Beginner Lab 1 - Unix, the Shell, OSS

Welcome to the first lab! Here are some commands you might find helpful: cat, cd, emacs, file, grep, less, ls, man, nano, tar, wget, vim

Remember: Google and man are your friends!

Shell spelunking

Everything should be done via the shell!

The purpose of this lab is to get you comfortable with using the shell for things you might typically use a GUI for. While these tasks may seem simplistic or limited, you’ll quickly find that the commands have many different options (flags) to perform tasks that are either impossible or incredibly tedious / difficult to complete using traditional methods.

  1. ssh into tsunami.ocf.berkeley.edu using your OCF account, or login at ssh.ocf.berkeley.edu

  2. Run the following command to download the file we have provided: wget https://decal.ocf.berkeley.edu/static/b1/b01.tgz

    A .tgz file is actually a composition of two file formats. Sometimes you’ll see these files as .tar.gz instead. A common (and old) way of archiving is with magnetic tapes. However, in order to archive the data, it needs to be a single file, and often you want to archive multiple files at once. This is where the tar command comes in (tar stands for tape archive). Tar will group (or ungroup) multiple files into a single one.

    tar, unless you ask it to, doesn’t compress files itself though. This is where either gzip (or bzip2) comes in. gzip will compress your file, and so, tar + gzip is often used in conjunction. It looks something like this: file --(tar)--> file.tar --(gzip)--> fill.tar.gz.

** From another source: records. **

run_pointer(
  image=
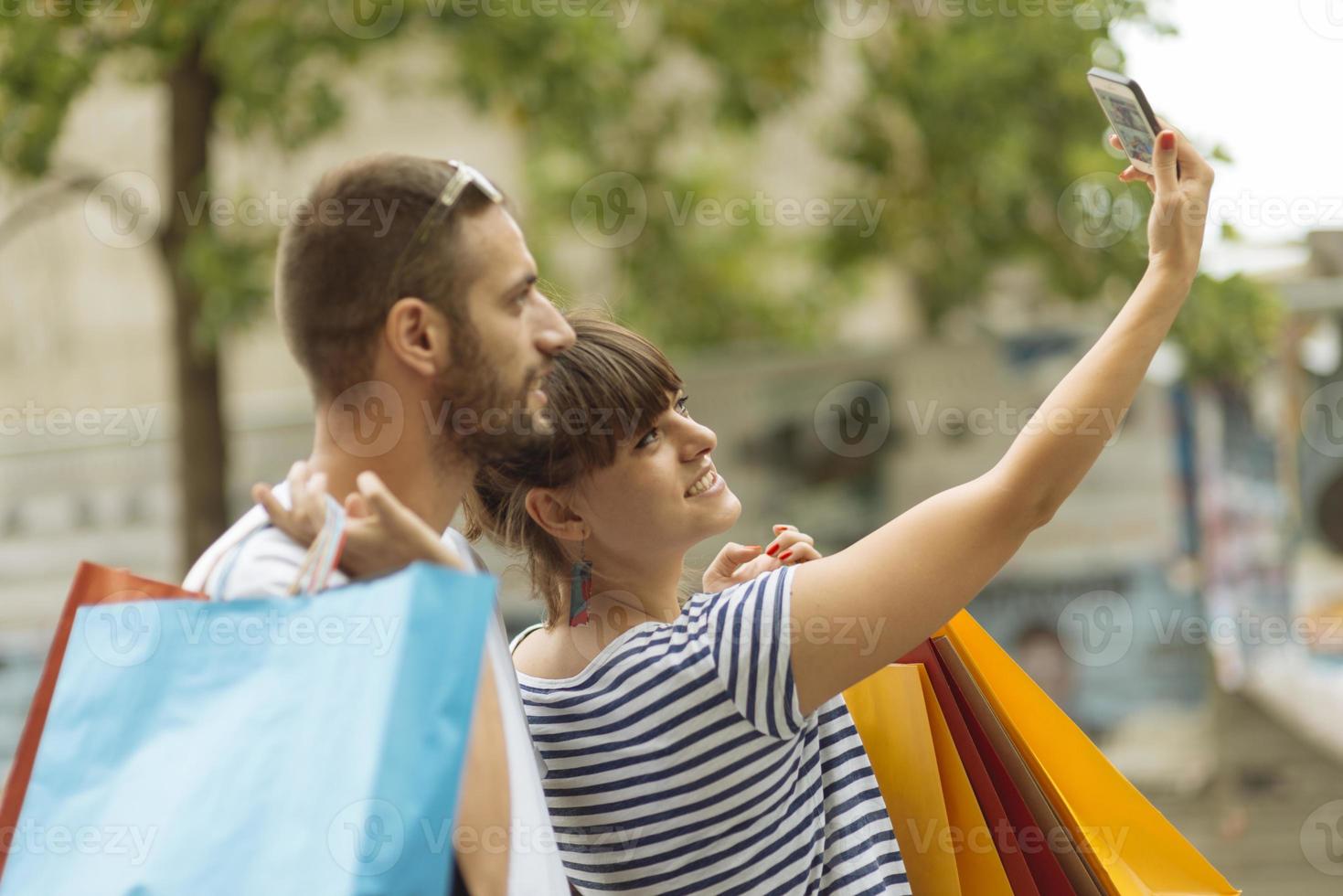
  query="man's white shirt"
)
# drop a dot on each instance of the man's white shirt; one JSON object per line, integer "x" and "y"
{"x": 266, "y": 563}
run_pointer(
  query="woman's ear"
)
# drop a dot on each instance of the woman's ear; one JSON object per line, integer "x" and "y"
{"x": 417, "y": 335}
{"x": 552, "y": 513}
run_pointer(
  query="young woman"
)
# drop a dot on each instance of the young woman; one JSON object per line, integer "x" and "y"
{"x": 703, "y": 746}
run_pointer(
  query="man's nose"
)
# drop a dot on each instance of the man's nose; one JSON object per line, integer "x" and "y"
{"x": 555, "y": 334}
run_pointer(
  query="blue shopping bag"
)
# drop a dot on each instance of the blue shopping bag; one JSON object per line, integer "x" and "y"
{"x": 274, "y": 746}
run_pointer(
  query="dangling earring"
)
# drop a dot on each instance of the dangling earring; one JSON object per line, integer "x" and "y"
{"x": 581, "y": 587}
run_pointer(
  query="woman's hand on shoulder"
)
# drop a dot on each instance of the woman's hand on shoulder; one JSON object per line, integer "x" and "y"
{"x": 738, "y": 563}
{"x": 381, "y": 534}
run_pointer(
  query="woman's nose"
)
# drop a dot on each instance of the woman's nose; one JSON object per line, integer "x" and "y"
{"x": 698, "y": 440}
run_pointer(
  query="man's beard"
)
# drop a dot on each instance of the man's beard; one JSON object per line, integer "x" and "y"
{"x": 475, "y": 415}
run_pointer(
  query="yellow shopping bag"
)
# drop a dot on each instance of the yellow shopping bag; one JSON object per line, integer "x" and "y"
{"x": 924, "y": 784}
{"x": 1135, "y": 849}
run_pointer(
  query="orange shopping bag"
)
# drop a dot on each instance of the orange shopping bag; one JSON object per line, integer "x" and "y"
{"x": 938, "y": 822}
{"x": 1133, "y": 849}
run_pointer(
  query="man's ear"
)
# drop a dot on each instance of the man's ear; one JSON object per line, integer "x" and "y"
{"x": 418, "y": 336}
{"x": 552, "y": 513}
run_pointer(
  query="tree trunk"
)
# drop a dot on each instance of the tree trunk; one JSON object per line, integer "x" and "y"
{"x": 202, "y": 453}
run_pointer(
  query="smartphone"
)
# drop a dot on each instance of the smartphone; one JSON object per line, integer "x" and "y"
{"x": 1130, "y": 114}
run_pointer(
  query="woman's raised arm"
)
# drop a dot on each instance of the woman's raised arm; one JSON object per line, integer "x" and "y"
{"x": 905, "y": 579}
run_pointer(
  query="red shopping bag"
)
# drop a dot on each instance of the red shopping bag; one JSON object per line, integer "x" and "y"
{"x": 93, "y": 584}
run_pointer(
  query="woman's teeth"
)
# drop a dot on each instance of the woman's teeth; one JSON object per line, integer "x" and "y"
{"x": 704, "y": 483}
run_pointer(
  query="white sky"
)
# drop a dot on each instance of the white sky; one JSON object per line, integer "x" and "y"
{"x": 1264, "y": 78}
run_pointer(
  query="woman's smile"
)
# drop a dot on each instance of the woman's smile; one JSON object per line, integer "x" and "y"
{"x": 708, "y": 484}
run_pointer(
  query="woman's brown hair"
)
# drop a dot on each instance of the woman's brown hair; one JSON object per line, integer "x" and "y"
{"x": 603, "y": 391}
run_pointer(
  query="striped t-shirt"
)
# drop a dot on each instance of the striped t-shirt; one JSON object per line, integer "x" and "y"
{"x": 680, "y": 762}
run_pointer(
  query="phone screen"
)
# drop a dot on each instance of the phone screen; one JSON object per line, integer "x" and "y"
{"x": 1130, "y": 123}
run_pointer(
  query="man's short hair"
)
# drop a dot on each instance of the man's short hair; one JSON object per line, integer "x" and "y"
{"x": 332, "y": 277}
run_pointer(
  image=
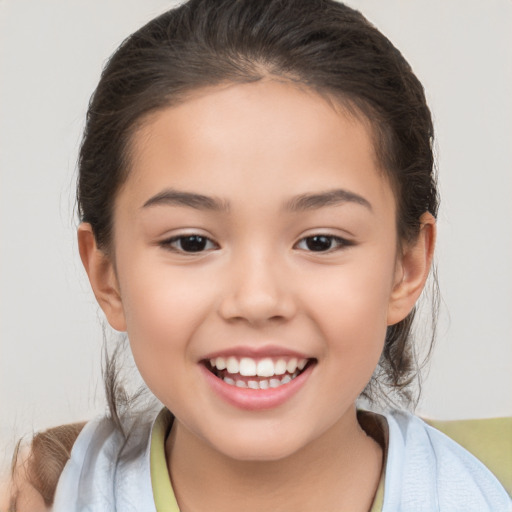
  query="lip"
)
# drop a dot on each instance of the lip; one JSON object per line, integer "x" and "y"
{"x": 259, "y": 352}
{"x": 256, "y": 399}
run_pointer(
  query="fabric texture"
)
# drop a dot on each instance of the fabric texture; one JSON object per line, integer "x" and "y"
{"x": 425, "y": 471}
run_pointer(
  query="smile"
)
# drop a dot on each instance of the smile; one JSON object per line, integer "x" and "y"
{"x": 256, "y": 374}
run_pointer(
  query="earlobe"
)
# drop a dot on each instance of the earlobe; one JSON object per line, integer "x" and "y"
{"x": 102, "y": 277}
{"x": 412, "y": 271}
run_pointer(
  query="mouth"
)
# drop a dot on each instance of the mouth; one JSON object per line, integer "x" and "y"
{"x": 257, "y": 373}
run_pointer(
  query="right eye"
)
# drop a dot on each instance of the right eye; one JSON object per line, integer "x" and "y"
{"x": 188, "y": 244}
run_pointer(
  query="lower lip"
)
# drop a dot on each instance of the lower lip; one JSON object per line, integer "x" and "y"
{"x": 256, "y": 399}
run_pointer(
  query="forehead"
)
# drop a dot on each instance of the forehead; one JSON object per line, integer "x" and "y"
{"x": 266, "y": 137}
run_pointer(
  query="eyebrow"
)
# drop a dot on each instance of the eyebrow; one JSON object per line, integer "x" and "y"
{"x": 334, "y": 197}
{"x": 302, "y": 202}
{"x": 172, "y": 197}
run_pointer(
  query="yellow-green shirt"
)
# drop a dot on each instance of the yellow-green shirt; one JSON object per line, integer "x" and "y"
{"x": 489, "y": 440}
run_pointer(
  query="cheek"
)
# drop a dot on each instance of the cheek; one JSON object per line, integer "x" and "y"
{"x": 352, "y": 308}
{"x": 162, "y": 314}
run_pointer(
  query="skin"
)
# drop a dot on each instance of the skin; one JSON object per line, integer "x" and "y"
{"x": 259, "y": 284}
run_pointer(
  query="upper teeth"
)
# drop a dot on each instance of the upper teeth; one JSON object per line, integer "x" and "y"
{"x": 266, "y": 367}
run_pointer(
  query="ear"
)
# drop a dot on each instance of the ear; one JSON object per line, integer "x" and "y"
{"x": 412, "y": 271}
{"x": 102, "y": 276}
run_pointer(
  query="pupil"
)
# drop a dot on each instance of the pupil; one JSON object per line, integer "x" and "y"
{"x": 319, "y": 243}
{"x": 193, "y": 243}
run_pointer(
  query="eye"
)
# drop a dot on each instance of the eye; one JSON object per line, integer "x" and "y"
{"x": 323, "y": 243}
{"x": 189, "y": 244}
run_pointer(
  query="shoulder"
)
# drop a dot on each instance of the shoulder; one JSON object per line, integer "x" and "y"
{"x": 426, "y": 470}
{"x": 108, "y": 469}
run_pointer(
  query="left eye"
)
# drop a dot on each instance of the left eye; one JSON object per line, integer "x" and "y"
{"x": 188, "y": 243}
{"x": 322, "y": 243}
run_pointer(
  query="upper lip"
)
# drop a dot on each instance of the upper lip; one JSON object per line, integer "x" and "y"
{"x": 256, "y": 352}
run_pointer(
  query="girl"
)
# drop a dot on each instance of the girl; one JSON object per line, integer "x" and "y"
{"x": 258, "y": 210}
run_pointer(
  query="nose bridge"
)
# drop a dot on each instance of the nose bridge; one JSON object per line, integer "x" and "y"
{"x": 258, "y": 289}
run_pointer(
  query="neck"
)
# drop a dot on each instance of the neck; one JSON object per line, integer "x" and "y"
{"x": 340, "y": 470}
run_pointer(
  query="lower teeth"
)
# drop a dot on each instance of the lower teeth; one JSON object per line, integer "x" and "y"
{"x": 260, "y": 384}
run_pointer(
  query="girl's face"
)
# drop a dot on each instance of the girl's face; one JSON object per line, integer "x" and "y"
{"x": 256, "y": 231}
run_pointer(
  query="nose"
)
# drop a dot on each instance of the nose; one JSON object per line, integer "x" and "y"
{"x": 259, "y": 290}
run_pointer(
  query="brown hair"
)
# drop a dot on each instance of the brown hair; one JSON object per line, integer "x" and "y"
{"x": 322, "y": 44}
{"x": 41, "y": 469}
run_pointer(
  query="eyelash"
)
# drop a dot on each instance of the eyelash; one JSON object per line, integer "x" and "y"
{"x": 168, "y": 244}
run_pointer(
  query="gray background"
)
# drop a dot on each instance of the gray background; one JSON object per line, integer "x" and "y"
{"x": 51, "y": 54}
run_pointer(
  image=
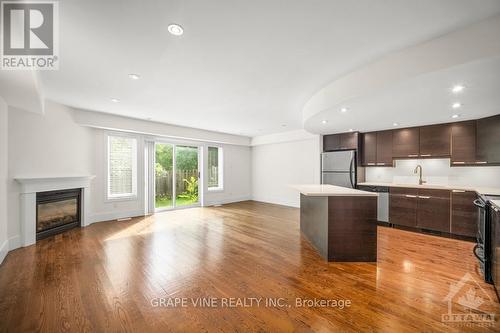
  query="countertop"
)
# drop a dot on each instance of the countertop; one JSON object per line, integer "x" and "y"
{"x": 479, "y": 189}
{"x": 331, "y": 191}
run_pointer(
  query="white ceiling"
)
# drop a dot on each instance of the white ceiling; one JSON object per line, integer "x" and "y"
{"x": 242, "y": 67}
{"x": 423, "y": 100}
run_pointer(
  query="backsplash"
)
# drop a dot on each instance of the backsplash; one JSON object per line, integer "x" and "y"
{"x": 435, "y": 171}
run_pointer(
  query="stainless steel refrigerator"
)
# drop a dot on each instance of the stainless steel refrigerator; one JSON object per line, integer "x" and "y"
{"x": 339, "y": 168}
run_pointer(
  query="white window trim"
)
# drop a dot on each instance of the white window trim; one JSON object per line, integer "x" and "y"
{"x": 222, "y": 169}
{"x": 121, "y": 197}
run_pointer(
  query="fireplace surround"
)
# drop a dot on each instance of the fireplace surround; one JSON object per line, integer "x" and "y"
{"x": 30, "y": 187}
{"x": 57, "y": 211}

    If you read the tar documentation carefully enough, you’ll see that you can give the command an option to compress your files using gzip as well, saving you a total of one line of shell command!

    To unarchive the file we provide you, run the following command: tar xvzf b01.tgz. This will provide a b01 directory for you with some files for the rest of this lab.

    tar has a reputation for being a bit tricky with its options: XKCD 1168

  3. Go into the b01 directory. Make sure you’re in there by running cwd (Current working directory). What does cwd give you?

  4. There’s a hidden file in the b01 directory. What is the secret?

  5. A malicious user made its way into my computer and added a bunch of nonsense files. What do the files say? (Hint: They all have the same contents). Help me get rid of them by deleting all of these files and the directory they are in.

  6. There’s a file in b01 called big_data.txt. It’s 80 megabytes worth of random text. For reference, Leo Tolstoy’s “War and Peace”, the novel with a whopping 57,287 words depicting the French invasion of Russia and the impact of the Napoleonic era on Tsarist society through the stories of five Russian aristocratic families with several chapters solely dedicated to philosophical prose, is only 3.2 megabytes large.

    For that reason, I don’t recommend using cat to print the file. You can try it, but you’ll be sitting there for a while. There’s some text you need to find in there! Go find it! (Hint: It’s a url)

  7. There’s a file called trojan_horse.txt. Try reading it. Surprise! It’s not a text file. Find out what file it is and what it depicts.

  8. Finally, there’s an empty file called hello_world in the directory. Write your name in it!

  9. Once you’re done remember to fill out the Google form. There’s some other questions you’ll have to answer and some feedback we’d like you to fill out!